SBT presents privacy as a programmable, composable property right that can be mapped to the complex set of expectations and agreements we have today. Even better, SBT also helps us imagine new configurations, because privacy (as a property right over access to information) can be combined in an infinite number of ways to create a nuanced cluster of access rights.
For example, SBT can enable holders to run computations on data stores that may be collectively owned and managed by souls, using specific privacy-preserving techniques. Some SBTs may even grant access to data in such a way that computations can be performed across data stores, but the content can only be proven with third-party permission. This may be useful for instantiating and representing SBTs of "serial voting" mechanisms, where votes are counted for each soul, but votes should not be proven to anyone else to prevent vote-buying.
SBT can manage a healthier form of "attention economy", enabling souls to filter spam from possible bots outside of their social graph, while elevating communication from real communities and desired intersections.
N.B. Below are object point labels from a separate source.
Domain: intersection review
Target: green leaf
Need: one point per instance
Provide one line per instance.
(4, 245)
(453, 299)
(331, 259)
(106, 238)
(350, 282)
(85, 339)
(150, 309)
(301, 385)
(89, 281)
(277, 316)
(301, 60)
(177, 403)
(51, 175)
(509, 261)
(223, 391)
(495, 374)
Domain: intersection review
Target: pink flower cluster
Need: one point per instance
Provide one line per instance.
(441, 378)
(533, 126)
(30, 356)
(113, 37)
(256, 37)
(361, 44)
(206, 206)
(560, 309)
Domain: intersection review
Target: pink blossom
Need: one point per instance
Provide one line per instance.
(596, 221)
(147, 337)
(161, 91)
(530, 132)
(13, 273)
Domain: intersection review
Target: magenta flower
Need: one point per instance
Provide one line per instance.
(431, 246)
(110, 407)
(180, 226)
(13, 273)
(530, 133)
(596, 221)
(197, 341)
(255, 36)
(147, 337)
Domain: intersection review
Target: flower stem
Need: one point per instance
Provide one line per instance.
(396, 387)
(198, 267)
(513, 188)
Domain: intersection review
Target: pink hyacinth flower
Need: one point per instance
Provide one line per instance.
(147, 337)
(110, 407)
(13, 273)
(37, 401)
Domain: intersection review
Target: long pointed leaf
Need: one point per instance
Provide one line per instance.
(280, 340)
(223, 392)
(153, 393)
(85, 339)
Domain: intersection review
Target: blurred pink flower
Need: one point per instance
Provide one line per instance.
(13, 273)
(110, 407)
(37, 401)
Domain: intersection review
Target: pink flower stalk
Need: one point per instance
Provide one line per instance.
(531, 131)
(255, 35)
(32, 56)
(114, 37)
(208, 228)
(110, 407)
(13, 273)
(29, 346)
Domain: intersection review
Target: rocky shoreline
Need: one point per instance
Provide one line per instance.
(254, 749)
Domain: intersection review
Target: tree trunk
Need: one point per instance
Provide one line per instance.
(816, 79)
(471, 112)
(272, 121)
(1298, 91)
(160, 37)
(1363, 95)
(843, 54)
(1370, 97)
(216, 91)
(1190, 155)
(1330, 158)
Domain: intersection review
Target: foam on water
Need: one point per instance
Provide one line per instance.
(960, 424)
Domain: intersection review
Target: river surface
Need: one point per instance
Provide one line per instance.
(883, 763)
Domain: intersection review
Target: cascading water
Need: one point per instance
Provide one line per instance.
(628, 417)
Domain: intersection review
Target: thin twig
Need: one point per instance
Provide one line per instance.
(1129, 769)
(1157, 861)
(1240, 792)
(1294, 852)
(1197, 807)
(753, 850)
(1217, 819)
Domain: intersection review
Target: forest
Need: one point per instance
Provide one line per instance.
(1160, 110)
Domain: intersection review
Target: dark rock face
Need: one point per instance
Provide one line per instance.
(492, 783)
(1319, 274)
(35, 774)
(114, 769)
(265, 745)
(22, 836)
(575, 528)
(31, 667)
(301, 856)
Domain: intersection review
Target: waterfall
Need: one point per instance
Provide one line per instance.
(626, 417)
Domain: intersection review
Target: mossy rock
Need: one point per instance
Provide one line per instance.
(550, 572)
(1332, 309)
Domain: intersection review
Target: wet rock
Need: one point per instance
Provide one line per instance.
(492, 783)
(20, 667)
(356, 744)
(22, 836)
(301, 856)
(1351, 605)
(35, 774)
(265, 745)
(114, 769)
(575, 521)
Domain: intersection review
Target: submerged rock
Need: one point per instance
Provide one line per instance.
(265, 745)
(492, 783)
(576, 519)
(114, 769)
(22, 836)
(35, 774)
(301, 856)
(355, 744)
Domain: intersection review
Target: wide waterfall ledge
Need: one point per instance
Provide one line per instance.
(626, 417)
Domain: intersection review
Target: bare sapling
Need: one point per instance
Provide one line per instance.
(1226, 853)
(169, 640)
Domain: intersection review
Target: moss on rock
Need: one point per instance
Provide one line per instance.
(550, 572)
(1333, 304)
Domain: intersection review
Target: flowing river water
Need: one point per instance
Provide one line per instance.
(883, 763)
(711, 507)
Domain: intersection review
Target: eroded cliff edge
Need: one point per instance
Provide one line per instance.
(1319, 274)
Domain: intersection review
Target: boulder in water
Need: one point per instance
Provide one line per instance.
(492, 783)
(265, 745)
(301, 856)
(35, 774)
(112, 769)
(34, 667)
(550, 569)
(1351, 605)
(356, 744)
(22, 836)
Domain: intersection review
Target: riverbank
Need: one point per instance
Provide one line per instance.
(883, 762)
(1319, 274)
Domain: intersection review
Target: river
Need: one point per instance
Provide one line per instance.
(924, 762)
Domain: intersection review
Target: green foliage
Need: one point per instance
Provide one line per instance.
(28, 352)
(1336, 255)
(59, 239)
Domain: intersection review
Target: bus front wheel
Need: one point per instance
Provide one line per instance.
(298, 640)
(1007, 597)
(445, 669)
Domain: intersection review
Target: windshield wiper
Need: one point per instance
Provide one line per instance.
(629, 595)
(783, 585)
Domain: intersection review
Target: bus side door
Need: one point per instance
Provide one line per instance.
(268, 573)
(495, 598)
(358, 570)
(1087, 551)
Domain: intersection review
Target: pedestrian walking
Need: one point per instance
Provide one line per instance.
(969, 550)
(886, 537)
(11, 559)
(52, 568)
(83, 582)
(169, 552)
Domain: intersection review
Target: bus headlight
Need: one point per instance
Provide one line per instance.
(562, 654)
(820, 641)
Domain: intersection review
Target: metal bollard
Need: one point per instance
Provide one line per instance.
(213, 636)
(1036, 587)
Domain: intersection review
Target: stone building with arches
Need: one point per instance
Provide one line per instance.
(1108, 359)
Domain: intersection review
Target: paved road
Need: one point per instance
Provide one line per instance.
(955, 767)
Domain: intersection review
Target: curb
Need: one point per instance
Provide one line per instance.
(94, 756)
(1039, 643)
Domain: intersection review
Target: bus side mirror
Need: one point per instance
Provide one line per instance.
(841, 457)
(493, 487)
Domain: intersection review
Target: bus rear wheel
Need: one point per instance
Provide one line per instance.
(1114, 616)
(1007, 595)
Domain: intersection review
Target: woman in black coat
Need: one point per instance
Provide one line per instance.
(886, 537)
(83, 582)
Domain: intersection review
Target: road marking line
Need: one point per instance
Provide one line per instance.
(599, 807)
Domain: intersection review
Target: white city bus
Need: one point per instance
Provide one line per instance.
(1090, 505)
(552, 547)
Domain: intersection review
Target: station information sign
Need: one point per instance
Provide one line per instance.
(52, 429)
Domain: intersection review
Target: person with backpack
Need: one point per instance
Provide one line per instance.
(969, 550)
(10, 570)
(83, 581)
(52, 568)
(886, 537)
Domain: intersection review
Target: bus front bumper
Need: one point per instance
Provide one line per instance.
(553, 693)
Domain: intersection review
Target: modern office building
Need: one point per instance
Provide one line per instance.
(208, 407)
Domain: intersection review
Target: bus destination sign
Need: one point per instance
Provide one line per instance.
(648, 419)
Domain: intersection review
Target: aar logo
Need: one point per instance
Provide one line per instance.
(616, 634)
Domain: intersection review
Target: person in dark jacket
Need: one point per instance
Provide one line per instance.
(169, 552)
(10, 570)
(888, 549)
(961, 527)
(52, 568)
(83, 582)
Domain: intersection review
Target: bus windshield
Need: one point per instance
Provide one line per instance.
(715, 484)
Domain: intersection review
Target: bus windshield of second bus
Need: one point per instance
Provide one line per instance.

This would be a huge improvement over today's communication platforms, which lack user control or governance and auction off user attention to the highest ad bidder, or even bots. Listeners become more aware of who they are listening to and are better able to assign credit to insightful pieces.
Such an economy can optimize for positive-sum cooperation and valuable contributions rather than participation.
Albert Einstein told the Disarmament Conference in 1932 that "man's organizational faculties" had failed to keep pace with "his technological progress," leaving "a child of three with a razor in his hand." In a world where his observations seem more prescient than ever, learning how to plan for a future built on trust—rather than replacing it—seems imperative for humanity to survive on this planet.